Greetings in the name of Allah.
We are Al-shiite Youth movement of Nigeria, founded on the 5th of September 1993, and since then our organisation is made up of over 55,033 members in north -south, eastern and western, zones of Nigeria. Over the years we have tried to increase our followers, but due to lack of funds, we are fighting a lost battle."
--Excerpt from email authored by Danjuma Mohammad, Admin Secretary, of the Al-shiite Youth movement of Nigeria.
Email based circulars asking for donations are by no means peculiar to Islamic splinter groups.
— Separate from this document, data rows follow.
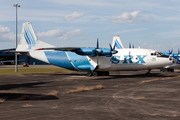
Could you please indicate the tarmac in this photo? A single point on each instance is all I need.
(65, 96)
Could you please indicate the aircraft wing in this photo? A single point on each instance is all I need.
(16, 52)
(60, 48)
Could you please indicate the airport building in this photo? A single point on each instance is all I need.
(4, 56)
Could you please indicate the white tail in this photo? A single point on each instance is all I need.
(117, 42)
(29, 40)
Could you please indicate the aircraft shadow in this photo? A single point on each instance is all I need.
(22, 96)
(29, 85)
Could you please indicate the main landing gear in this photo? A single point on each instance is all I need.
(98, 73)
(148, 74)
(166, 70)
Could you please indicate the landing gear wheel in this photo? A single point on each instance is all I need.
(89, 74)
(148, 74)
(95, 74)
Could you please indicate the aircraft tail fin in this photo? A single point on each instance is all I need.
(117, 42)
(28, 39)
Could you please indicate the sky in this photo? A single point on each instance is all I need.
(152, 24)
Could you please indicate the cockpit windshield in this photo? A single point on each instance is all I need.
(158, 54)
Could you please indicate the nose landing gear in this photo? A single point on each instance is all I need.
(98, 73)
(148, 74)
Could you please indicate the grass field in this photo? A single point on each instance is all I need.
(11, 71)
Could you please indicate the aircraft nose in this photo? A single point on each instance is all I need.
(172, 59)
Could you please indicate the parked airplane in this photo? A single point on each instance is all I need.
(2, 61)
(95, 61)
(176, 65)
(169, 68)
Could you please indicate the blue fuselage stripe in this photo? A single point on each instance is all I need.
(74, 62)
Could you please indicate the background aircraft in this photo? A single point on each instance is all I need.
(95, 60)
(2, 61)
(176, 65)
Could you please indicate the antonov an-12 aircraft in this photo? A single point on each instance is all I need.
(95, 61)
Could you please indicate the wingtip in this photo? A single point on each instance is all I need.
(40, 49)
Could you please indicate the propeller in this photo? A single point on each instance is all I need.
(132, 46)
(178, 53)
(170, 53)
(97, 51)
(113, 51)
(129, 45)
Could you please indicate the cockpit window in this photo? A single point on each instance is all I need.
(156, 54)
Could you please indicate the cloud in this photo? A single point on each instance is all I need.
(73, 16)
(126, 17)
(6, 35)
(60, 34)
(132, 30)
(149, 18)
(51, 33)
(70, 34)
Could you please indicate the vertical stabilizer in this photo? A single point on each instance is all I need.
(28, 39)
(117, 42)
(28, 36)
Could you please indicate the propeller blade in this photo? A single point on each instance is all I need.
(129, 54)
(129, 45)
(114, 46)
(110, 46)
(132, 46)
(178, 53)
(97, 44)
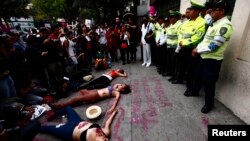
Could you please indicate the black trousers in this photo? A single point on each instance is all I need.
(207, 76)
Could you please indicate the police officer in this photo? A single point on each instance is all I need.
(172, 41)
(191, 34)
(211, 50)
(161, 49)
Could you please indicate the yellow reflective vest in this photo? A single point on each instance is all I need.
(191, 32)
(172, 36)
(158, 31)
(220, 34)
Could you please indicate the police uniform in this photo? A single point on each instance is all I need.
(211, 50)
(172, 42)
(160, 39)
(190, 34)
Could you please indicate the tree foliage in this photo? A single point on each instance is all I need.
(13, 8)
(72, 9)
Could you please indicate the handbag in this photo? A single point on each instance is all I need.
(151, 39)
(124, 45)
In fact almost anyone with an email address would have received requests to lend support to a particular cause, through writing an email, signing a petition or donating time, money and in the case of the Red Cross -- perhaps even a litre of blood.
What is peculiar about the email circulated by the Al-Shiite Youth movement of Nigeria, was the solemn promise that all donations would contribute to its ultimate goal of overcoming the influence of Christianity in Nigeria, and the implementation of Sharia Law throughout the country.
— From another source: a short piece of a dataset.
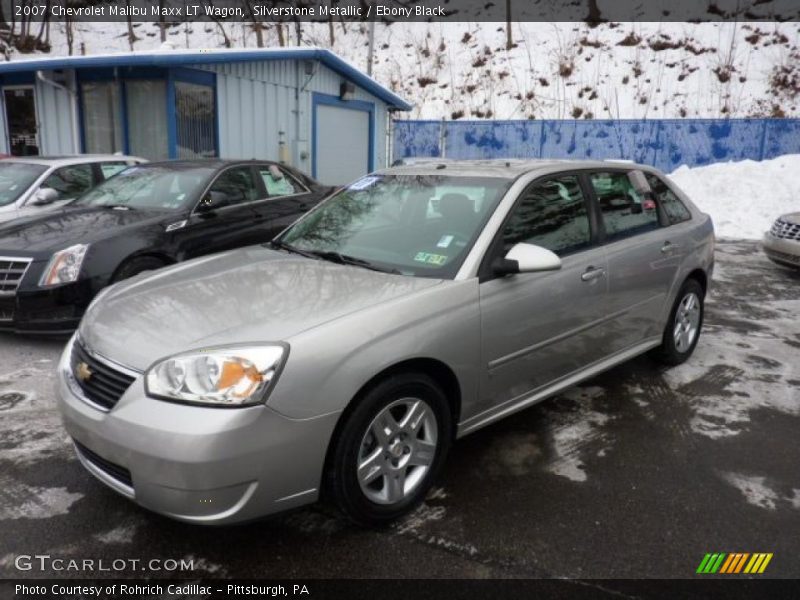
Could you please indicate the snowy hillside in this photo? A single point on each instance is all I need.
(552, 70)
(743, 198)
Welcome to the apparently innocuous face of e-terrorism.
"As soon as someone uses the term e-terrorism they begin to lose credibility with me," says Graham Ingram, general manager for Internet security watch-dog AusCERT. "The whole idea of terrorism is to do something that creates terror. You need the physical realisation of violence, and there is very little terror inspired by bits and bytes."
Nonetheless, Ingram points out that the Internet can be used in a variety of ways to support terrorist acts, outlining scenarios whereby a physical attack is timed to coincide with an attack on essential communications services.
"You might have a terrorist act which involves violence and death, and somehow interrupt the 000 emergency number so that the authorities couldn't respond as effectively," Ingram says.
However, not everyone agrees with Ingram's definition.
Kim Valois, security service director at IT integrator CSC says that while e-terrorism includes in the first instance any attack on critical information systems infrastructure, it can also include the use of an information system to benefit or support a terrorist organisation.
"Any disruption to information systems that are in public use, like banking or transport, any use of such systems to disrupt, undermine or cause damage in some way -- attacks against the power supply or the banking system -- these are all part of e-terrorism." Valois says. "However, some groups are more likely to use the Internet for information dissemination or fundraising activities."
When it comes to Internet-based acts of terrorism for example, there is little difference between a politically motivated terrorist attack and a malicious corporate or nuisance hack attack.
The only difference, according to Dean Kingsley, partner in enterprise risk services for Deloitte Touche Tohmatsu, is the potential for e-terrorists to be more highly motivated, and perhaps better funded than their counterparts.
"There is the potential for e-terrorism to have a significant impact, but the likelihood is very small because the counter measures businesses and government need to take against the terrorists are the same as those they should already have in place to mitigate the risks organisations face every day," Kingsley says.
In a similar vein, senior advisor on national information infrastructure, Mike Rothery, argues that while the potential exists for e-terrorism to create a substantial disruption to essential services, the likelihood is minimal.
"We would argue that there is no recoded occurrence of cyber terrorism. That is not to say that it can't happen given the right combination of capability and intent, but those groups capable of launching an Internet-based attack which might threaten life have not got together to do so," Rothery says.
Like Ingram, Rothery argues that few if any Internet-based attacks fall into the realms of terrorism.
"We live in an environment where the threat of a politically motivated attack is very real, but Website defacement for political aims falls way short of terrorism," Rothery says.
Nonetheless, as Valois points out, there can be no doubt that the Internet has been used as a means to generate support for different terrorist organisations, creating a dangerous dilemma for governments who find themselves under threat.
For starters, the Hizbollah which supports suicide bombers, and the School of the Americas, which has spent decades training and recruiting right-wing terrorists in the US, have Websites which openly refer to their activities and motivations.
Others such as the Christian Falangist Party of America make loud claims that they do not condone religious violence, whilst displaying links to the Phalange Christian groups in Lebanon responsible for countless acts of violence and terror.
Oddly enough, many sites created to encourage violence like the profoundly anti-Semitic Holy War claim to be attempting to combat terrorism, while describing Israel as a Communist-Jewish-satanic state.
There is even a Website claiming to represent the Taliban, which warns Israelis to leave Israel or face total destruction.